2. La construction européenne n'est pas la seule tentative internationale que l'on puisse considérer comme signe de contradiction ;

3. Tout groupe, tout corps intermédiaire, tout Etat, toute personne qui ne se laisse pas gagner par la tentation de détruire pour détruire est un signe de contradiction.

Nous devons garder à l'esprit que le territoire européen, comme tous les autres, a été, au cours des siècles, un champ de batailles où les hommes ont atteint les abysses de l'horreur. Nous devons nous souvenir que la construction européenne a été voulue et portée pour sortir de l'ignominie et ne plus jamais y retourner. Au commencement, c'est une oeuvre de paix, avant d'être une oeuvre en quête de prospérité. Que la construction se soit d'abord inscrite dans des efforts de coopération économique (acier, charbon) n'enlève rien à son orientation essentiellement pacifique.

Qu'on l'admette ou non, la paix ne se maintient et ne se développe que là où règne la justice. L'Europe court un premier risque : susciter des sentiments d'injustice de plus en plus violents. En s'enrichissant alors que le monde alentour s'appauvrit, elle suscite des jalousies que de multiples officines sont promptes à transformer en rancoeurs, en revendications justes ou farfelues, en demandes de réparation, ... De tels sentiments ou même des attitudes franchement hostiles peuvent gagner un pays, des groupes d'individus ou simplement des personnes, y compris à l'intérieur de l'Europe.

Le niveau de vie européen, entendu dans un sens très large : économique, moral, spirituel, ..., ne continuera à croître que dans la mesure où nous saurons être justes. Laisser filer les écarts de revenu ou les déficits et les dettes, ce n'est pas être juste. Laisser libre cours à l'économie souterraine blesse la justice ou la ridiculise. Laisser tant de jeunes sans formation solide et adéquate est non seulement injuste mais suicidaire. Laisser chaque année des médecins assassiner des millions d'enfants avant leur naissance et même rembourser cet assassinat est criminel.

Le projet France 2022 recense ici les mesures que la France soutiendra auprès de ses partenaires européens pour qu'ensemble nous parvenions à un développement plus juste, sur nos territoires et au-delà de nos frontières.
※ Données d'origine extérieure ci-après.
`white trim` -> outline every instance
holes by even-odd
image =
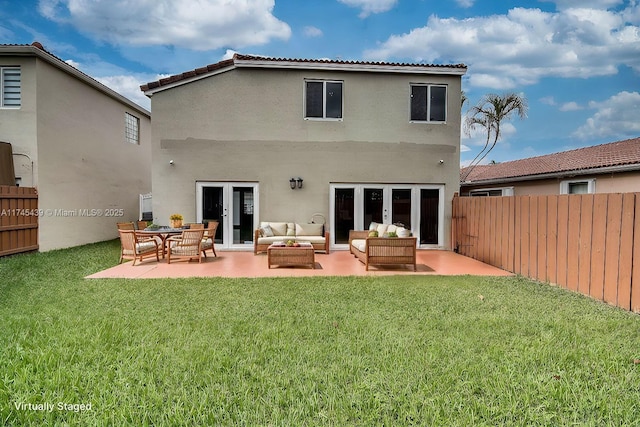
[[[381,189],[383,191],[383,206],[386,207],[387,220],[390,223],[393,218],[393,206],[391,195],[394,189],[411,190],[411,232],[418,238],[418,247],[421,249],[441,249],[444,247],[444,185],[439,184],[393,184],[393,183],[331,183],[329,184],[329,224],[331,232],[331,241],[329,242],[332,250],[348,250],[348,244],[337,244],[335,242],[335,190],[339,188],[347,188],[354,190],[353,205],[353,222],[355,230],[365,230],[369,224],[364,224],[364,190],[365,189]],[[437,244],[420,244],[420,191],[421,190],[438,190],[438,243]]]
[[[218,227],[223,230],[223,239],[225,241],[219,245],[226,250],[253,250],[253,242],[251,244],[233,243],[233,221],[229,219],[235,214],[233,211],[233,188],[235,187],[251,187],[253,188],[253,226],[251,231],[256,230],[260,225],[258,218],[260,217],[260,184],[257,182],[239,182],[239,181],[196,181],[196,222],[202,222],[202,195],[205,187],[218,187],[222,189],[223,201],[223,218]],[[253,236],[253,234],[252,234]],[[253,237],[252,237],[253,239]]]
[[[203,67],[204,68],[204,67]],[[225,73],[236,68],[268,68],[283,70],[312,70],[312,71],[351,71],[394,74],[431,74],[440,76],[464,76],[467,68],[456,66],[430,66],[430,65],[394,65],[394,64],[359,64],[359,63],[334,63],[314,61],[281,61],[281,60],[256,60],[235,59],[227,67],[219,68],[208,73],[180,79],[173,83],[164,84],[152,89],[147,89],[144,94],[151,97],[154,93],[162,92],[177,86],[182,86],[197,80]],[[441,123],[441,122],[435,122]]]
[[[399,64],[367,64],[357,62],[321,62],[321,61],[286,61],[273,59],[236,59],[236,67],[247,68],[285,68],[298,70],[319,70],[319,71],[369,71],[399,74],[447,74],[463,76],[467,69],[454,66],[432,66],[432,65],[399,65]]]
[[[427,120],[412,120],[412,102],[411,98],[413,97],[413,88],[415,87],[426,87],[427,88]],[[444,87],[444,120],[430,120],[431,117],[431,88],[432,87]],[[443,83],[409,83],[409,123],[416,124],[447,124],[448,118],[448,107],[449,107],[449,85]]]
[[[574,194],[569,193],[569,185],[571,184],[587,184],[587,194],[594,194],[596,192],[596,179],[568,179],[566,181],[560,181],[560,194]]]

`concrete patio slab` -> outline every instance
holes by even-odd
[[[375,266],[365,270],[349,251],[335,251],[331,254],[318,253],[315,256],[316,268],[276,267],[269,269],[267,255],[254,255],[253,252],[223,252],[218,250],[217,257],[204,259],[202,263],[178,261],[167,264],[166,259],[157,262],[145,260],[132,265],[126,262],[104,271],[87,276],[100,278],[180,278],[180,277],[304,277],[304,276],[382,276],[382,275],[474,275],[474,276],[512,276],[499,268],[484,264],[464,255],[450,251],[419,250],[417,252],[417,271],[410,266]]]

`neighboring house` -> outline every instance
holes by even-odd
[[[464,65],[235,55],[143,85],[153,110],[153,214],[218,220],[251,249],[260,221],[401,222],[450,248]],[[295,187],[295,189],[293,189]]]
[[[640,138],[460,171],[462,196],[640,192]]]
[[[39,43],[0,45],[0,141],[37,187],[41,251],[113,239],[151,190],[150,113]]]

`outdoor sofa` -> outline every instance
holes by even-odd
[[[329,253],[329,232],[324,224],[261,222],[253,236],[253,253],[266,252],[275,242],[309,242],[315,251]]]
[[[389,237],[389,234],[397,237]],[[411,265],[416,271],[416,241],[404,227],[371,223],[369,230],[349,231],[349,251],[370,265]]]

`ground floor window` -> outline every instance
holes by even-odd
[[[421,247],[443,245],[444,186],[407,184],[331,184],[331,245],[346,249],[349,230],[371,222],[401,224]]]

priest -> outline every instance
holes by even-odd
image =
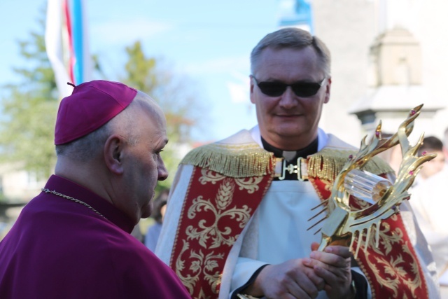
[[[162,111],[105,81],[61,102],[55,175],[0,243],[0,298],[188,298],[174,272],[130,235],[168,176]]]

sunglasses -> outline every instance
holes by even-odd
[[[251,77],[257,83],[260,90],[268,97],[279,97],[284,94],[288,86],[290,86],[295,95],[300,97],[309,97],[316,95],[326,78],[323,78],[319,83],[297,82],[293,84],[286,84],[283,82],[276,81],[258,82],[253,75],[251,75]]]

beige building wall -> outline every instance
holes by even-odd
[[[324,108],[321,126],[358,146],[365,135],[360,122],[349,111],[365,97],[372,81],[370,49],[376,37],[394,26],[404,26],[420,42],[421,81],[427,95],[416,95],[416,102],[448,103],[448,39],[446,28],[448,1],[443,0],[312,0],[314,34],[321,38],[332,53],[332,90]],[[389,71],[397,71],[391,69]],[[391,105],[408,106],[408,97],[397,96]],[[388,118],[391,116],[392,118]],[[384,130],[396,129],[400,123],[382,113]],[[400,118],[402,116],[400,116]],[[375,123],[377,123],[377,121]],[[399,120],[402,120],[400,119]],[[421,115],[413,135],[425,131],[426,136],[440,138],[448,127],[448,111],[435,116]]]

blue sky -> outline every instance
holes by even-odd
[[[122,74],[125,48],[141,41],[148,56],[162,57],[193,83],[206,124],[199,141],[217,140],[256,123],[248,98],[250,52],[277,29],[279,0],[86,0],[90,48],[108,79]],[[24,65],[18,40],[36,27],[44,0],[0,0],[0,85]]]

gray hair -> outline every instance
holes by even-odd
[[[139,136],[135,127],[136,111],[141,109],[144,103],[153,104],[152,99],[141,92],[138,92],[131,103],[122,111],[99,128],[78,139],[56,146],[56,155],[72,160],[85,162],[100,154],[107,139],[112,134],[120,132],[125,134],[129,144],[134,146],[139,142]]]
[[[258,67],[260,56],[267,48],[274,50],[286,48],[300,50],[308,46],[313,47],[319,59],[319,67],[324,71],[326,77],[329,77],[331,56],[327,46],[318,38],[312,36],[309,32],[295,27],[281,29],[262,38],[251,53],[251,71],[253,74],[255,74],[255,71]]]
La première mesure emblématique concerne la monnaie : nous proposons la suppression des billets de banque en Euro, de tous les billets et pas seulement des billets de 500 Euros. Les pièces sont maintenues pour des transactions de faible montant en attendant que des systèmes plus performants et encore plus fiables que ceux dont nous disposons en 2010 permettent également leur suppression. De tels systèmes existent au Japon (400.000 implantations au commencement de la rédaction de cette première partie du projet France 2022 consacrée à l'Europe). Cette mesure demandera du courage et même du courage physique : peu de personnes déclarées ont intérêt à s'y opposer ouvertement, ce serait suspect. Inversement, sa défense met en péril ses avocats. C'est trop clair. En revanche, nombreux, trop nombreux encore sont ceux qui verront d'un mauvais oeil ce coup porté à leurs affaires louches ou criminelles. C'est une mesure à prendre sans tarder, après les vérifications techniques d'usage, sans que ses défenseurs n'aient à se déclarer et à en faire l'article. Pour dissuader ceux qui seraient tentés d'agir violemment contre la suppression des billets de banque en Euro, le déroulement pourrait être le suivant :

1. Décision de la cessation de la fabrication des billets de banque ;

2. Reconversion rapide des capacités de production impliquées dans cette fabrication (par exemple dans la production de documents infalsifiables) ;

3. Cessation de la fabrication des billets ;

4. Retrait définitif des billets après un temps d'adaptation.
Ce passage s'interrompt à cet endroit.